This article outlines the main ways to integrate Soma into an athlete’s training routine. Each method is backed by peer-reviewed research and can be used alone or combined for greater effect.
Pre-Training
Purpose: Increase perceived intensity by pre-fatiguing the brain before workouts.
How: Perform cognitive tasks before physical training.
Recommended Duration: Around 20 minutes total (4 × 5 min or 2 × 10 min).
Session Workflow:
Test: Run a PVT-B (optional readiness check).
Apply Cognitive Load: Perform 3–4 cognitive tasks (total 15–20 min).
Train: Begin the physical session.
Track: Optional PVT-B post-session to assess mental fatigue.
Intermittent (Intermixed)
Purpose: Keep athletes mentally engaged during rest periods and increase overall training load.
How: Add short cognitive tasks during recovery between physical sets.
Recommended Duration: Around 20 minutes total with 3-minute tasks between sets.
Session Workflow:
Test: Run a PVT-B (optional readiness check).
Train: Physical training block.
Load: Insert 3-minute cognitive tasks between sets (total around 20 min).
Track: Optional PVT-B post-session to assess mental fatigue.
Concurrent
Purpose: Combine cognitive and physical load to make training more time-efficient.

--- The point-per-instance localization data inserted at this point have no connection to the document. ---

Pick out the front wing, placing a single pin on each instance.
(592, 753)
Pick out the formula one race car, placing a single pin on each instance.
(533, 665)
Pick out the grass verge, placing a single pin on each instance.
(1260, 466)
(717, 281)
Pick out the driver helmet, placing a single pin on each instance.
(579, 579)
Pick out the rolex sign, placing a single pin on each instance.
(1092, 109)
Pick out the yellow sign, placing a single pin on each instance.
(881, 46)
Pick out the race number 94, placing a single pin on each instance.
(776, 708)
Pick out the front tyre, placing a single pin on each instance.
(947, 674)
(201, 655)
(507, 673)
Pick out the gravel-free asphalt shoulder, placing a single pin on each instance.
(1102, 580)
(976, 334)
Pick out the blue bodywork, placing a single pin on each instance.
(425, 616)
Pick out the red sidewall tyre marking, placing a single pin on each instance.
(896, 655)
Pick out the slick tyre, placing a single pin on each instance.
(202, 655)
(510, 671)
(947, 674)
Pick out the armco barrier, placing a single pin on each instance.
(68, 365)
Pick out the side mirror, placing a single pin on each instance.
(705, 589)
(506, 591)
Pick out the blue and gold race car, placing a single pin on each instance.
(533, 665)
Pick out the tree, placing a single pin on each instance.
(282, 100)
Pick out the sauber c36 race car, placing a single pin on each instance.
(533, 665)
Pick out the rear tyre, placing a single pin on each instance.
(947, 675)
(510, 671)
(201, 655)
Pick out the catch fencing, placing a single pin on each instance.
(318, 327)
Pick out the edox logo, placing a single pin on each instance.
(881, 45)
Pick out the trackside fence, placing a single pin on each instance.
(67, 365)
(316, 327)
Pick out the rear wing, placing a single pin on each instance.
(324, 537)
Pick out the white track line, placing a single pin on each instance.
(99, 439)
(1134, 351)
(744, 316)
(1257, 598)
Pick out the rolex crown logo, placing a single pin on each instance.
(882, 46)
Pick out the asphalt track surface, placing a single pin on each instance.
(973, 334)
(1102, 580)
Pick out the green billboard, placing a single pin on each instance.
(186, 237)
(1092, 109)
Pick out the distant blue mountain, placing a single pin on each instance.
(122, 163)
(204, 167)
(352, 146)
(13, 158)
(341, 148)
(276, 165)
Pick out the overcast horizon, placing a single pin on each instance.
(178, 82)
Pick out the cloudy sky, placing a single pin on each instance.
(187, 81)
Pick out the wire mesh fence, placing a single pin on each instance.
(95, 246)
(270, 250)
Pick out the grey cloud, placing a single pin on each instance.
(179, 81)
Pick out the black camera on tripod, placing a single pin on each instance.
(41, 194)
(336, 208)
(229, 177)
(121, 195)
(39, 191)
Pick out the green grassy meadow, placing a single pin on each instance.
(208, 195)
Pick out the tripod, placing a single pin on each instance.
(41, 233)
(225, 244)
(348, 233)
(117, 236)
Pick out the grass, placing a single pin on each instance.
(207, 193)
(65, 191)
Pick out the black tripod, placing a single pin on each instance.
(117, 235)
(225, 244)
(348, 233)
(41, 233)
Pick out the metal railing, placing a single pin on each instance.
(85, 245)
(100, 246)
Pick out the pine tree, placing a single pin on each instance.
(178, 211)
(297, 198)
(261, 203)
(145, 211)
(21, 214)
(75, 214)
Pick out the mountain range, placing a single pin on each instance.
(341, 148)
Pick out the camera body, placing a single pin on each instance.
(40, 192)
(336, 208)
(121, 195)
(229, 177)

How: Perform cognitive tasks while completing cardiovascular training in a set heart rate zone.
Recommended Duration: Around 20 minutes total (4 × 5 min or 2 × 10 min).
Session Workflow:
Test: Run a PFTT pre-session to set a baseline.
Train: Perform cognitive tasks while maintaining a target heart-rate zone.
Monitor: Run a mid-session PFTT to assess the Psychomotor Fatigue Threshold (PFT).
Track: Run a post-session PFTT to assess the Psychomotor Fatigue Threshold (PFT).
Post-Training
Purpose: Build mental resilience and adaptation under fatigue.
How: Perform cognitive tasks immediately after physical training.
Recommended Duration: Around 20 minutes total (4 × 5 min or 2 × 10 min).
Session Workflow:
Test: Run a PVT-B (optional readiness check).
Train: Complete the physical session.
Apply Cognitive Load: Perform 3–4 cognitive tasks immediately after (total 15–20 min).
Track: Optional PVT-B post-session to assess mental fatigue.